Re: Remote fork() and Parallel Programming

yodaiken@chelm.cs.nmt.edu
Sun, 14 Jun 1998 10:49:06 -0600


On Sun, Jun 14, 1998 at 04:58:35PM +0330, mshar@vax.ipm.ac.ir wrote:
> I hope by "grey haired architects" you didn't mean me. I never said your

Don't think so.

> *) Programs should employ the new services with minimal change in the source
> code. They should not care about things like process migration. I wonder

So this is a fundamental problem in distributed system design and explains
why you have the wrong opinion about DSM as well. The OS has a simple
algorithm to schedule tasks on a single machine, but nobody has
convincingly proposed a good general purpose algorithm for distributed
task scheduling. Similarly for virtual memory and DSM. Furthermore,
time tradeoffs are different between distributed and unified systems.
The cost of a couple of extra context switches can be a significant
factor in a unified system, but DSM/process migration has a forced
communication overhead that can easily absorb an extra context switch.
Where is the gain from incorporating in the kernel? As a general
rule, something should be in the kernel only if there is a
compelling reason.

> how you would like it if an operation like simply opening a file required
> the involvemnet of the programmer in some kernel-level cache managemnet
> decision makings. The programmer should not care about such things: One
> should learn a bit from past experience.
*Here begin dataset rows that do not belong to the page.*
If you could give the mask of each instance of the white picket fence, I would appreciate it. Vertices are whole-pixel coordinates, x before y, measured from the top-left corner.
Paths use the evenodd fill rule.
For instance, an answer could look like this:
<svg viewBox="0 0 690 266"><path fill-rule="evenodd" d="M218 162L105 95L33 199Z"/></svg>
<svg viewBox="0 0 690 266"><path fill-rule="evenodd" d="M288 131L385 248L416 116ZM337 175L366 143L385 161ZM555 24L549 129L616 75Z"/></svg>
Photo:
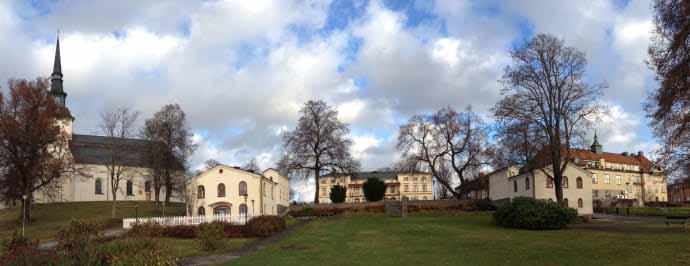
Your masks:
<svg viewBox="0 0 690 266"><path fill-rule="evenodd" d="M144 218L124 218L122 219L122 228L130 229L132 225L137 223L153 222L163 226L175 225L199 225L202 223L211 222L226 222L232 224L245 224L246 221L252 219L252 216L244 215L209 215L209 216L166 216L166 217L144 217Z"/></svg>

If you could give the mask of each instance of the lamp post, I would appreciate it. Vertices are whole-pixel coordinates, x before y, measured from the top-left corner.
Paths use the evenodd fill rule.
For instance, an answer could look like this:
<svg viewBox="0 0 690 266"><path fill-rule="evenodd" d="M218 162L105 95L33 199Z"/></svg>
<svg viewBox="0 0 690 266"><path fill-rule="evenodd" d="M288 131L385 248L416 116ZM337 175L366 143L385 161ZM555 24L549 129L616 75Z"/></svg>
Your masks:
<svg viewBox="0 0 690 266"><path fill-rule="evenodd" d="M244 224L247 224L247 194L242 196L244 197Z"/></svg>
<svg viewBox="0 0 690 266"><path fill-rule="evenodd" d="M26 194L22 195L22 237L24 237L24 224L26 223Z"/></svg>

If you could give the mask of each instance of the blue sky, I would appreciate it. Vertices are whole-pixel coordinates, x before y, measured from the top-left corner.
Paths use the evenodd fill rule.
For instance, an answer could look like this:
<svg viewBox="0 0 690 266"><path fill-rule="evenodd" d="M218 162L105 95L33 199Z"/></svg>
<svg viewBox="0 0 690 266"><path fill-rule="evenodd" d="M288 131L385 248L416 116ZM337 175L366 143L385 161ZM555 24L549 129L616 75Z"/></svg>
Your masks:
<svg viewBox="0 0 690 266"><path fill-rule="evenodd" d="M352 127L365 169L388 166L400 123L443 106L489 117L508 50L551 33L587 54L611 112L607 151L655 148L642 102L649 1L92 1L0 2L0 80L48 76L55 32L76 131L127 106L150 116L179 103L206 159L262 167L302 103L323 99ZM143 120L143 119L142 119Z"/></svg>

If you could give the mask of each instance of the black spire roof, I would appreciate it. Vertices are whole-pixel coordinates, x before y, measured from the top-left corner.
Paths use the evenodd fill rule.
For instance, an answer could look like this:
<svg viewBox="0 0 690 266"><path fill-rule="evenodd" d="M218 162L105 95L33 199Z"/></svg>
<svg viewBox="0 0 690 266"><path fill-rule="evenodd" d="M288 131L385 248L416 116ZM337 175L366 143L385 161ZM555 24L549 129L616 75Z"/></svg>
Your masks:
<svg viewBox="0 0 690 266"><path fill-rule="evenodd" d="M55 101L65 106L65 99L67 93L62 88L62 59L60 58L60 34L58 33L57 42L55 44L55 61L53 62L53 74L50 75L50 95L55 98Z"/></svg>

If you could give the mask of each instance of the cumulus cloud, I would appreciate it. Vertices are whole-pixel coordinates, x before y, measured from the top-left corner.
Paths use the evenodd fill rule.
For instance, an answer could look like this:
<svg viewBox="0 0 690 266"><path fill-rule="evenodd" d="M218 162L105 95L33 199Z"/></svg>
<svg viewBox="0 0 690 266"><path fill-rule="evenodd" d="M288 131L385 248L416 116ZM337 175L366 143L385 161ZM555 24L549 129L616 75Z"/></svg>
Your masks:
<svg viewBox="0 0 690 266"><path fill-rule="evenodd" d="M350 124L353 155L373 170L397 160L398 126L412 114L472 105L489 115L508 50L547 32L587 53L588 80L610 85L602 100L614 108L597 125L606 149L654 147L640 119L640 101L656 86L643 62L648 1L388 4L2 1L0 80L48 76L61 28L77 132L95 133L105 108L130 106L147 118L179 103L199 144L193 168L211 158L256 158L266 168L302 104L323 99Z"/></svg>

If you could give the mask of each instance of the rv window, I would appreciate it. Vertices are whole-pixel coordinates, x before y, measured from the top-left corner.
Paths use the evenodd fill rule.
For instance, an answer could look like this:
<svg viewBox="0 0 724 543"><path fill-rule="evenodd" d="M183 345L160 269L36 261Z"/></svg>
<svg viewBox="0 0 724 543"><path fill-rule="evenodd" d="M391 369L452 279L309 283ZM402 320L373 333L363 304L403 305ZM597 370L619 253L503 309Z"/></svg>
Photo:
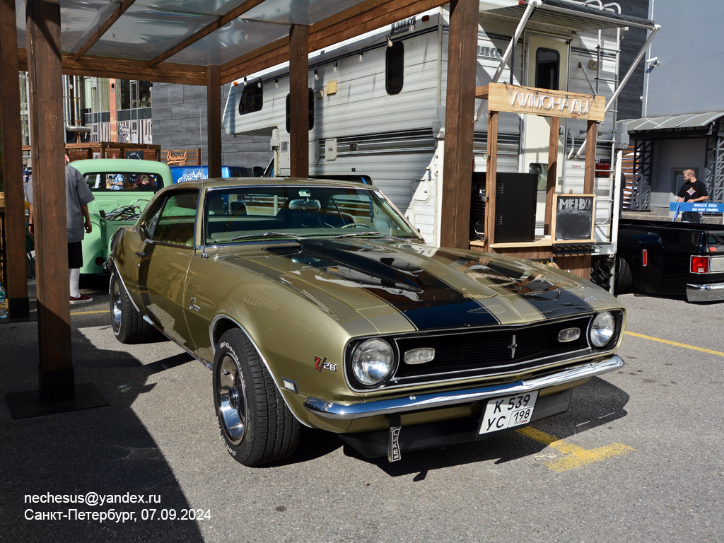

Obviously, one can have libraries that take care of the details.

> >Things which are bad:
> > . Distributed shared memory. It has no failure model [...]
>
> Replication.

x[0] = 1;
if( remote_fork())
while(x[0]) == 1); /*where x points to distributed shared memory */
else x[0] = 0;

Works one way for real shared memory, another way for DSM. How do
you fix it?
Answer: memory channel. DSM on standard networks cannot work.

Or worse:
P1:
look through buffer for structures marked free
put new data in free structures

P2:
look through buffer for structures marked full
consume and mark free

This is an excellent mechanism on real shared memory and works terribly
on DSM. The problem is that you want to advertise something you can't
deliver.

> > . Remote procedure calls. RPCs block. [...]
>
> RPC is useful for increasing the transparency. Considering that latency will
> probably be the most important factor in performance, I wonder how you say
> RPC is any slower. You have to setup a network connection _no_matter_ the
> programming model and mechanism. RPC will at most add a bit of computational
> penalty for handling arguments, but RPC is much eaiser to use for the
> programmer, as they preserve most of the syntax and semantics of ordinary
> procedure calls.

The question is whether it is good to give the programmer an illusion that
the OS cannot sustain.
>
> > . Process migration. Sounds good, but is way too costly to be of any
> > use. [...]
>
> Disagree. I am so happy many OS designers did not listen to those (like
> Mac-OS people) who said pre-emptive process scheduling is just an overhead
> that only makes the OS more complicated without being of any use to most
> programs.

Come on, that's a weak argument. Try virtual machines as a counter
example and one that is much closer to what you propose.

>
> Process migration is the best way for efficient use of a cluster's
> resources. Isn't this efficient resource-usage one of the main goals of

Only if the OS can properly make the cost tradeoff calculation. How
does it do that?

> > Messages also work well in a cluster because they give you positive
> > notification that the work is done. If you try and use distributed
> > shared memory, you end up using messages anyway. Consider a producer
> > consumer problem in DSM. The producer puts the data in memory.
> > How does the consumer know that the data is ready? Well, it has to
> > get notified. What is that? That's a message. How do you do a
> > message in DSM?
>
> Synchronization problems have been investigated by "grey haired architects"
> before you and I were born. Read some OS books.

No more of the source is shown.